Toplumsal kitlelerin geliştirmeye çalıştığı mücadele biçimlerinde sanat emekçilerini de yanlarında görmek istemeleri anlaşılabilir bir durumdur. Biletini aldığı müzisyeni, tiyatrocuyu, sinemacıyı, televizyonda oynadığı rolüne inandığı oyuncuyu, romanını okuduğu yazarı, şiirini okuduğu şairi yanı başında görmek istemesi anlaşılabilir. Fakat buna ait beklentisini yükseltmesi “popüler ünlü zorbalaması” çok da anlaşılır bir şey değil. Bu kadar derinleşmiş toplumsal sorunlar “popüler kahramanlar” beklentisinden uzak toplumsal mücadeleyle ancak dönüştürülebilir. Demokratik itiraz kültürü geleneği aralıklarla kesintiye uğramış bizim gibi toplumlarda sanat emekçisinin varlığı bir onaylanma katkısı sağlayacaktır.

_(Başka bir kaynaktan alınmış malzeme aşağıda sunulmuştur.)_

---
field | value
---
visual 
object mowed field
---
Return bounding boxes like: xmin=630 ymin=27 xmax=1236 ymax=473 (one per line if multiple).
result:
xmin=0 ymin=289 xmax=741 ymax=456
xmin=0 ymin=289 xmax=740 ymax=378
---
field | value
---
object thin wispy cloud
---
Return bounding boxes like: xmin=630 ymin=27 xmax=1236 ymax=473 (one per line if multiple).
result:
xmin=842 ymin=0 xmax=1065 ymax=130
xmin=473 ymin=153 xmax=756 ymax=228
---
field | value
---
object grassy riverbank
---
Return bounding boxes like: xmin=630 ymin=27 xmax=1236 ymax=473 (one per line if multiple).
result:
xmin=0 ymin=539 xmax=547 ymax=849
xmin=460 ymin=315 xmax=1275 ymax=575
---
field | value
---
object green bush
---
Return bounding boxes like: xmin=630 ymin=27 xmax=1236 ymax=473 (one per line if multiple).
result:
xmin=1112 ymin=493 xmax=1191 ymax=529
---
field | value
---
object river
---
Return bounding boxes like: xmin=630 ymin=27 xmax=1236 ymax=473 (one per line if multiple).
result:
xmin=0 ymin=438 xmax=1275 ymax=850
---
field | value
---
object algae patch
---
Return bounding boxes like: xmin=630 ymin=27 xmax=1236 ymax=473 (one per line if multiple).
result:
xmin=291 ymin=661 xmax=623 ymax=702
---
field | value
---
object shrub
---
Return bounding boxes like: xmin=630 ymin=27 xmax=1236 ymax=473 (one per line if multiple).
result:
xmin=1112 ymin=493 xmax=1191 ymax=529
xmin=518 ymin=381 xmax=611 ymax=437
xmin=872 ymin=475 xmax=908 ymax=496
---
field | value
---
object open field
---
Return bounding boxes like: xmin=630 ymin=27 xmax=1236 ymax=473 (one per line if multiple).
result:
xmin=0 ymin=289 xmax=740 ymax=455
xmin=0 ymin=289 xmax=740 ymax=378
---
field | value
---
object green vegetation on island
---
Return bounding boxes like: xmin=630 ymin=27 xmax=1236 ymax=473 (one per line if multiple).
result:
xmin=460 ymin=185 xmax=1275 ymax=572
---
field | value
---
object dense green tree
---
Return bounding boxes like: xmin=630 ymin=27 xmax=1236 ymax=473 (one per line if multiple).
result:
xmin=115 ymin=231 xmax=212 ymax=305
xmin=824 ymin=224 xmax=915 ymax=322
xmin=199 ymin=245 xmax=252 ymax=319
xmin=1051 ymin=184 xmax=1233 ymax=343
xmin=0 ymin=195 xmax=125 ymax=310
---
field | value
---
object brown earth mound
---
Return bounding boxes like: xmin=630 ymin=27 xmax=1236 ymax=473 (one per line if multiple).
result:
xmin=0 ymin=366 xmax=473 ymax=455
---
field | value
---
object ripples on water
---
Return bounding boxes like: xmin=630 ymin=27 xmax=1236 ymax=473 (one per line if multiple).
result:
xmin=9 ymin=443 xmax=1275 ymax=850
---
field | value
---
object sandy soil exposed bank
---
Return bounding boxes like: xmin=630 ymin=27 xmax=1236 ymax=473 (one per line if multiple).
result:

Örgütlü mücadele geleneğinden, kültüründen uzaklaşmış toplumsal itirazların ihtiyaç duyduğu duygulardan biridir onaylanmak; kalabalık olmanın, meşru olanın onayı gibi. Popülerleşmiş sanat emekçilerinin yanlarında olduğunu bilmek bu noktada bir onaylanma arayışıdır. Havadan sudan meselelerde esip gürleyen, deyim yerindeyse bir kanaat önderi gibi konuşan ünlülerin bu kadar sahici sorunların mücadelesinde de esip gürlemelerini beklemenin geniş halk kitleleri için anlaşılır yönleri olabilir. Popüler sanat öznelerinden beklenen… kendi etki alanlarının konforundan sıyrılıp cümle kurabilmeleri olmalarıdır. Sanat: yapısı gereği toplumsal, son derece politik ve haliyle örgütlüdür. Sanat emekçilerinin sanatın bu yapısından uzak olmaları bir eleştiri konusu olacaktır elbette.
Mevcut gündemi nasıl ele alıyorsunuz?
Mevcut gündem, uzun süredir inşası gerçekleştirilmeye çalışılan gerici rejimle geniş halk kitlelerinin arasındaki mücadeleden oluşmaktadır. Bu mücadele gerici rejime karşı demokratik bir cumhuriyet talebini yükseltebildiği oranda kıymetini yarınlara taşıyacaktır. Biz yine bu noktada barikat aşan gençlere, sesini yükselten kadınlara, grev çadırında direnen işçiye, kesilmesin diye ağacına sarılan köylüye saygımızı yenileyelim. Her ne olacaksa onların birleşik mücadele iradesi ve talepleriyle vücut bulacaktır.